Allure был моей давней мечтой, он мне нравился своей необычной формулой, остротой, дерзким дизайном. Когда я бывала в лондонской библиотеке Condé Nast, я всегда жадно рассматривала первые номера и удивлялась тому, как отчаянно и смело они сделаны. Мне сразу хотелось вернуть русский Allure именно к этим первым американским номерам двадцатилетней давности, использовать те приемы, которые разрабатывал их великий редакционный директор Александр Либерман. Он лично делал эти безумные макеты, растягивал картинки, писал громадные буквы, клеил коллажи, использовал приемы желтой прессы, делал неожиданные кадрировки — в том числе и для обложек, придумывал постановочные натюрморты и писал абстрактные картины с помощью косметических продуктов. Первые номера Allure выглядели как произведения современного искусства, но были при этом очень современными.
Что вам больше всего понравилось в американской редакции Allure?
Их бессменный главный редактор Линда Уэллс — она приезжала к нам на вечеринку по поводу запуска журнала.

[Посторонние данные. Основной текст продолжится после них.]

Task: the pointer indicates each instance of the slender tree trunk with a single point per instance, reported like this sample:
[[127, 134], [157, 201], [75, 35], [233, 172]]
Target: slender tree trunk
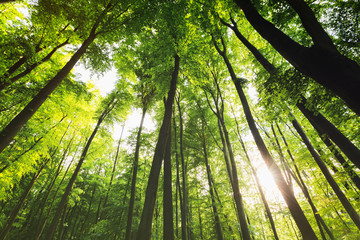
[[219, 233], [134, 177], [184, 205], [88, 210], [263, 198], [345, 202], [168, 222], [113, 170], [321, 123], [316, 119], [178, 189], [43, 223], [20, 203], [16, 124], [51, 231], [144, 232], [32, 67], [294, 207], [322, 61], [10, 131], [304, 189], [230, 164]]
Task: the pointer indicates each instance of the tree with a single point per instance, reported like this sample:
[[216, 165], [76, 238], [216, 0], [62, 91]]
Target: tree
[[322, 62]]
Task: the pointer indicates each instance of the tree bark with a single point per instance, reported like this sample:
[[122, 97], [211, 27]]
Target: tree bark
[[345, 202], [134, 177], [168, 222], [322, 61], [231, 166], [113, 170], [32, 67], [294, 207], [299, 180], [10, 131], [52, 228], [144, 232], [184, 205], [219, 233], [263, 198], [321, 123]]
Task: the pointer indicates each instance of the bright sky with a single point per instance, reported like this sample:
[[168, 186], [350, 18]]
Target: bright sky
[[106, 82]]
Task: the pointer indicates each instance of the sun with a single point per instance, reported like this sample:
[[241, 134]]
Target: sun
[[268, 184]]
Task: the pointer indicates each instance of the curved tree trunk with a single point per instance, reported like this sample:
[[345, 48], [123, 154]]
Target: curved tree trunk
[[321, 123], [294, 207], [316, 119], [134, 177], [322, 61]]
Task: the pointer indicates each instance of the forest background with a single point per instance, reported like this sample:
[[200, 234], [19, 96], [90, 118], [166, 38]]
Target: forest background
[[246, 116]]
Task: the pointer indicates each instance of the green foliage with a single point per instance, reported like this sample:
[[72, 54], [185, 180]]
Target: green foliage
[[140, 39]]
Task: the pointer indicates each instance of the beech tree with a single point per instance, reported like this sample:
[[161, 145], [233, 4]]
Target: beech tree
[[171, 119]]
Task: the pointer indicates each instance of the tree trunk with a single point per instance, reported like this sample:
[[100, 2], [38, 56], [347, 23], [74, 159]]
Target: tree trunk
[[51, 231], [134, 177], [346, 204], [184, 205], [316, 119], [144, 232], [263, 198], [299, 180], [10, 131], [32, 67], [321, 123], [178, 190], [168, 224], [219, 233], [294, 207], [113, 170], [230, 162], [322, 61], [43, 223]]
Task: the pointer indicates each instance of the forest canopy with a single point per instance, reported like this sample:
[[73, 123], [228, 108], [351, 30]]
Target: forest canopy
[[246, 115]]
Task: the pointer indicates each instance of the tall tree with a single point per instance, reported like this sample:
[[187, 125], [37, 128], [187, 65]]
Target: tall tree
[[97, 28], [322, 61], [151, 190], [294, 207]]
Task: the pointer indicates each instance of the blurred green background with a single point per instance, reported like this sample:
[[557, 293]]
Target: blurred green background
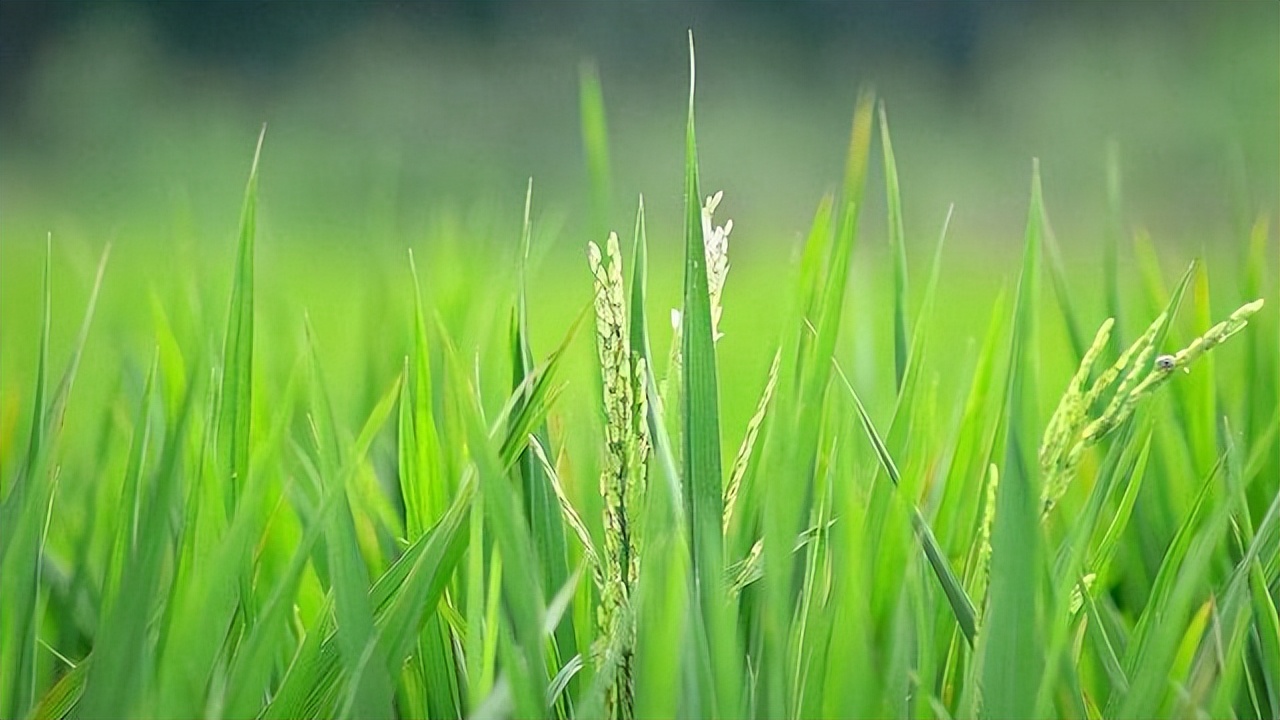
[[417, 124]]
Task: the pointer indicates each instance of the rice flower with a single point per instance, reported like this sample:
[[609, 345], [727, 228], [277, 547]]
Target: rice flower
[[1070, 429], [622, 479], [716, 247]]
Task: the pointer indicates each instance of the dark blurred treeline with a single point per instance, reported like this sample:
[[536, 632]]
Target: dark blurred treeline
[[265, 35]]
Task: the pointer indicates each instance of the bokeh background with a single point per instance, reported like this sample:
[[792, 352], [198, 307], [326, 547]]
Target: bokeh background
[[417, 124]]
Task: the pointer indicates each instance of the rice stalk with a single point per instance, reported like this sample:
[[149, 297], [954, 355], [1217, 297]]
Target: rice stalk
[[622, 481]]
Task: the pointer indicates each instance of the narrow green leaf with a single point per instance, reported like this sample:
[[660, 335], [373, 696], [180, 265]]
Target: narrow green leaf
[[956, 596], [1013, 654], [897, 249], [234, 397]]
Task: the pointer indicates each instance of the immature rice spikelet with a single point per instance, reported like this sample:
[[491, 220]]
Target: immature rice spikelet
[[1064, 425], [622, 479], [982, 566], [716, 247], [1070, 431]]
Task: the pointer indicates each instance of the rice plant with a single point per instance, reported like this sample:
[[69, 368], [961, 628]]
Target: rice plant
[[437, 531]]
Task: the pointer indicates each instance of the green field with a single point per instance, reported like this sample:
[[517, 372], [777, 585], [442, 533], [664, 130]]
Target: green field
[[503, 469]]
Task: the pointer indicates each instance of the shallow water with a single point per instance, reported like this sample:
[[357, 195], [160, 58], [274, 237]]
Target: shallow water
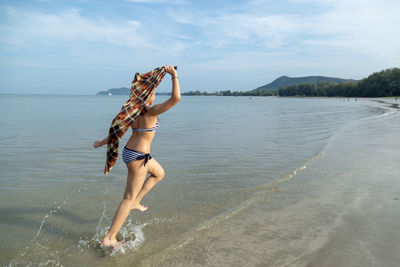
[[218, 153]]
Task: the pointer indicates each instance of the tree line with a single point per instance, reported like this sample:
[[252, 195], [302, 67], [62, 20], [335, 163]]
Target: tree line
[[378, 84]]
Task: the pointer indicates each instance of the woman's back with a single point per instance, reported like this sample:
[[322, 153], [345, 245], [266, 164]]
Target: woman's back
[[143, 132]]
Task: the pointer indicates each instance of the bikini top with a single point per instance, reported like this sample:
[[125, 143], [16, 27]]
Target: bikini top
[[154, 129]]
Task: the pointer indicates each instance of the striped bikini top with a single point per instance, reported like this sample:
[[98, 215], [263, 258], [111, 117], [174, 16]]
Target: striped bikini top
[[154, 129]]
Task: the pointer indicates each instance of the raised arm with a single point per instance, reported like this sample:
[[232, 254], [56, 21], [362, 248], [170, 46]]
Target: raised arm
[[175, 94]]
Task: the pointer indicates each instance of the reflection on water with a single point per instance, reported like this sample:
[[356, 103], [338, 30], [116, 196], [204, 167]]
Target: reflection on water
[[217, 152]]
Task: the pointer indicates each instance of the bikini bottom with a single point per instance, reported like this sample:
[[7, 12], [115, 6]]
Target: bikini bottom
[[129, 155]]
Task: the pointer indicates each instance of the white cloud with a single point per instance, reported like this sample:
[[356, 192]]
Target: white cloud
[[68, 27]]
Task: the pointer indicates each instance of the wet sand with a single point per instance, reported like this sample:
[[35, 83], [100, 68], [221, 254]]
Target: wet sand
[[340, 209]]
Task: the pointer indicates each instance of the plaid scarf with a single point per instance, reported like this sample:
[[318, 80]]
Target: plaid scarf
[[143, 85]]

Линда по американским меркам стала главредом очень рано — в 30 лет. Для России, конечно, это норма, у нас все происходит в ускоренном темпе. Линда пришла из газеты, была молодая, свободная, смелая, не боялась рекламодателей. Это важно, ведь они в конечном итоге покупают не наши страницы, а нашу аудиторию, поэтому мы не их должны завоевывать, а читателей. Линда применила принципы газетного журналистского расследования в глянце — это был прорыв в глянцевой индустрии. А если вы посмотрите на нее сейчас, вы увидите, что она прекрасно выглядит, но выглядит абсолютно естественной, а не как героиня фильма "Смерть ей к лицу", которых я так часто у нас встречаю. Мне всегда нравилось, что Allure не учит женщин быть красивыми. Allure учит их быть собой и быть уверенными. Это куда важнее.
Каковы, с вашей точки зрения, сильные и слабые стороны первого номера?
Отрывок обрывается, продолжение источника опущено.